From this study, we found that older age was an important predictor of good COVID-19 health literacy among a cross-section of the population of Ondo State. In a cross-sectional study investigating the factors influencing health literacy across different age groups before and during the COVID-19 pandemic in Chongqing, China, it was reported that health literacy declined with increasing age [22]. Our findings in this study are in tandem with the findings of a cross-sectional study conducted among 1,030 adults in Mexico where older age was reported as a significant predictor of good health literacy [23]. In the present study, we identified the WHO as the most frequently consulted source of COVID-19 health information among community members in Nigeria. Updates on COVID-19 transmission, case fatality, and prevention are frequently communicated by the WHO across the internet. It is expected that a higher proportion of younger people have unlimited access to this information given their affinity for technology [24], however, it is older persons (aged >40 years) that have better COVID-19 health literacy. Strategies through which health organizations and media sources can improve the presentation of COVID-19 information to capture the interests of young people in Nigeria needs to be immediately considered.

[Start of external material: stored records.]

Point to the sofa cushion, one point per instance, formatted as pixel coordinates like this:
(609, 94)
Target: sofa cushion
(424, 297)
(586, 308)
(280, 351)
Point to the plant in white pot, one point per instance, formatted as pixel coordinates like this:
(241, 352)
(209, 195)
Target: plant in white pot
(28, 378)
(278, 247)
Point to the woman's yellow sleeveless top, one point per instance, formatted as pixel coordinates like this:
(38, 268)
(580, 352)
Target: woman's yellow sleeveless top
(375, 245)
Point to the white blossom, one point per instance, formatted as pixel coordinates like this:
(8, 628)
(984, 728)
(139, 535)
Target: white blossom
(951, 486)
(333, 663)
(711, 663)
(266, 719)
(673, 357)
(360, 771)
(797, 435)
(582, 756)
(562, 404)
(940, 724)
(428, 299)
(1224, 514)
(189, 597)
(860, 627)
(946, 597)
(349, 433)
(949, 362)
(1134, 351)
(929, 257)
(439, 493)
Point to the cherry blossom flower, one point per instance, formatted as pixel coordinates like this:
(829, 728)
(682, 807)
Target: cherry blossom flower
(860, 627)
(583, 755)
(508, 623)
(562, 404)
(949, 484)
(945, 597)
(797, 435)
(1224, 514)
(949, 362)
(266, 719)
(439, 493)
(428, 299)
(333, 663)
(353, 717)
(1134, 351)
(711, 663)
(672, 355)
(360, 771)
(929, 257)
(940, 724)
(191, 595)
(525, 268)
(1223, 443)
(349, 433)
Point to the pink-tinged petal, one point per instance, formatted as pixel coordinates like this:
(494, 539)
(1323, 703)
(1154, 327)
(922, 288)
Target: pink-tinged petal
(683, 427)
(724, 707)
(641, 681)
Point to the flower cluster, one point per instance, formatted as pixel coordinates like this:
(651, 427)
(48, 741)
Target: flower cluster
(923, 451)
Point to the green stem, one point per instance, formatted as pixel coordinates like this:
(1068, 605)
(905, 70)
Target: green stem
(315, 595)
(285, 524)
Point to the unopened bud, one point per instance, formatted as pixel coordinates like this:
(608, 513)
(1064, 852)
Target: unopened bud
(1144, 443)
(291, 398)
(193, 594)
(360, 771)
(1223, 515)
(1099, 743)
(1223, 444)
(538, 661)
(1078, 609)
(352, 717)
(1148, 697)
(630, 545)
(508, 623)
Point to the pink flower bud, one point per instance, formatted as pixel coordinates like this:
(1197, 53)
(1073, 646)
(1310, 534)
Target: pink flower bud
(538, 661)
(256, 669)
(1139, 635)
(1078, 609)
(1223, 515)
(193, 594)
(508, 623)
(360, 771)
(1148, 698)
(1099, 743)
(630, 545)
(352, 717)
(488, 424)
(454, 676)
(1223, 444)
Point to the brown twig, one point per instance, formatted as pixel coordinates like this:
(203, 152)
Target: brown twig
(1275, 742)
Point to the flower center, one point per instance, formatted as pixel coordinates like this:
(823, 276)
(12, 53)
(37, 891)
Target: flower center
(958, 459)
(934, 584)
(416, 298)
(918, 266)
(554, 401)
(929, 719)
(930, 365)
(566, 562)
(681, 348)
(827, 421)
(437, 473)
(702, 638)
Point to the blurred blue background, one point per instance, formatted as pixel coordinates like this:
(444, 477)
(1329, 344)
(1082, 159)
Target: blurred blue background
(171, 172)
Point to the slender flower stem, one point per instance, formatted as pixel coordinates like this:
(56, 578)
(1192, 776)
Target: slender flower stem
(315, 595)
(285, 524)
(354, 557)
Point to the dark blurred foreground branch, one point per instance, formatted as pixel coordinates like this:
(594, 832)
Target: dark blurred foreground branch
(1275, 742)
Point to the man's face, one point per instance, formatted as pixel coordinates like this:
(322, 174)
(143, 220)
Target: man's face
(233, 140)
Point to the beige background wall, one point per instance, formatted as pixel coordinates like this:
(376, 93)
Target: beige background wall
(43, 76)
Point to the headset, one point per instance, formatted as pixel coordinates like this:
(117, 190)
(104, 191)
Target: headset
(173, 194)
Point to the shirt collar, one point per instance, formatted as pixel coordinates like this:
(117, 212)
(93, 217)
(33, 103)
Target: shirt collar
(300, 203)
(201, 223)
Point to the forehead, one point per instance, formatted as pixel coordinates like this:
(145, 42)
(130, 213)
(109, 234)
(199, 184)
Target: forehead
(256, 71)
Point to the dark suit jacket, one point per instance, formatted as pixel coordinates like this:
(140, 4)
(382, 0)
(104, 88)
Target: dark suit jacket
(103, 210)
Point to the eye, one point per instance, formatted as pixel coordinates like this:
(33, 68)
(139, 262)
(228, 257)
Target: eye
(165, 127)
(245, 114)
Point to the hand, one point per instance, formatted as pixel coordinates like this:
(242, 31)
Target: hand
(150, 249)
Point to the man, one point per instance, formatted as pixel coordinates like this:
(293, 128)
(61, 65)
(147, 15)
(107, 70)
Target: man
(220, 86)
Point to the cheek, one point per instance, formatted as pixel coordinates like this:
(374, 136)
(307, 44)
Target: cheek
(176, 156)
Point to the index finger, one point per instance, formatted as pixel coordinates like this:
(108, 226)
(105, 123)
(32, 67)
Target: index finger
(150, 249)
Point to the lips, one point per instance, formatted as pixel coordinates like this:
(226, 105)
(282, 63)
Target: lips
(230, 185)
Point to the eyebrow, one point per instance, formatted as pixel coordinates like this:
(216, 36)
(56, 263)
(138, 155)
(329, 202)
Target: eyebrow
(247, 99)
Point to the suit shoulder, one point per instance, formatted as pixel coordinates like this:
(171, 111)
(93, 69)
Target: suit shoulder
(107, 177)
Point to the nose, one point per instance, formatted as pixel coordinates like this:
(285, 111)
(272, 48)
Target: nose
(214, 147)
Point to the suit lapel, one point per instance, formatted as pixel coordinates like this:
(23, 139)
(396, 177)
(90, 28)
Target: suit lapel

From this study, living with someone in the COVID-19 high risk group was identified as a significant predictor of good COVID-19 health literacy in both rural and urban communities of Ondo State, Nigeria. Home-based care is a recommended strategy for providing care to COVID-19 positives within their homes and necessitates caregivers to be knowledgeable about COVID-19, its mode of transmission, and protection [25]. Thus, it is likely that many people living with someone in the COVID-19 high risk group (those aged ≥65 years) practice home-based care when these persons experience COVID-19 symptoms [26]. Thus, many people living with someone in the COVID-19 high risk group (those aged ≥65 years) may be less likely to be misinformed about COVID-19. To improve COVID-19 health literacy among the populace, health literacy should focus on all population groups to improve their access to relevant COVID-19-related information.

Limitations

There are a few limitations to the present study. Firstly, the demographic structure of the subjects in this study does not represent that of the overall population in Nigeria [27]. While the population pyramid describes the demography within a 5-year interval (e.g., 0-4 years, 5-9 years…≥85years), this study included only adults (people aged ≥18 years). Thus, people who belong to the first three cohorts (0-4 years, 5-9 years, and 10-14 years) on the demographic pyramid were excluded, and only a marginal proportion of those in the 15-19 years cohort were included in this study. Secondly, this study was conducted in only one state in Nigeria, hence, the health literacy reported herein cannot be used to accurately represent that of the entire country. Thirdly, the survey was conducted in October 2020, thus, it is possible that COVID-19 health literacy has improved among the general adult population in Ondo State at the time this work was written.

Conclusion

This study found a higher prevalence of COVID-19 health literacy among urban dwellers compared to rural dwellers in Ondo State, Nigeria. Factors associated with COVID-19 health literacy among people living in urban communities included older age and living with a COVID-19 high risk group, while older age and upper wealth quintiles were associated with COVID-19 health literacy among rural residents. It is very likely that people living in rural areas have limited internet access compared to urban residents, a factor that limits their access to a range of sources of health information. Since COVID-19 is here to stay, integrating COVID-19 health literacy education into national health literacy programs could be an effective strategy in addressing urban-rural differences in COVID-19 health literacy. Health workers are one of the most important sources of COVID-19 health literacy in rural communities; nurse practitioners and local health departments should be engaged to provide rural residents with improved COVID-19 health literacy. This will require the development of health literacy content for dispensaries, community health clinics, and other local health facilities where community members receive healthcare. COVID-19 campaigns should also be presented in local languages to reduce existing rural-urban differences in COVID-19 health literacy.

Competing Interests

The authors declare no conflicts of interest. This research did not receive any specific grant from any funding agency in public, commercial or not-for-profit sectors.

Acknowledgements

The authors are grateful to all community members in the study area for their participation in this study.

Authors' contributions

AAA conceptualized the study. Both OSI and AAA contributed equally to the design of the research, as well as the analysis, and writing of the manuscript. Both authors critically revised the manuscript and approved its final version.

References

1. Kotlar B, Gerson E, Petrillo S, Langer A, Tiemeier H. The impact of the COVID-19 pandemic on maternal and perinatal health: a scoping review. BMC Reproductive Health. 2021;18:10. https://doi.org/10.1186/s12978-021-01070-6.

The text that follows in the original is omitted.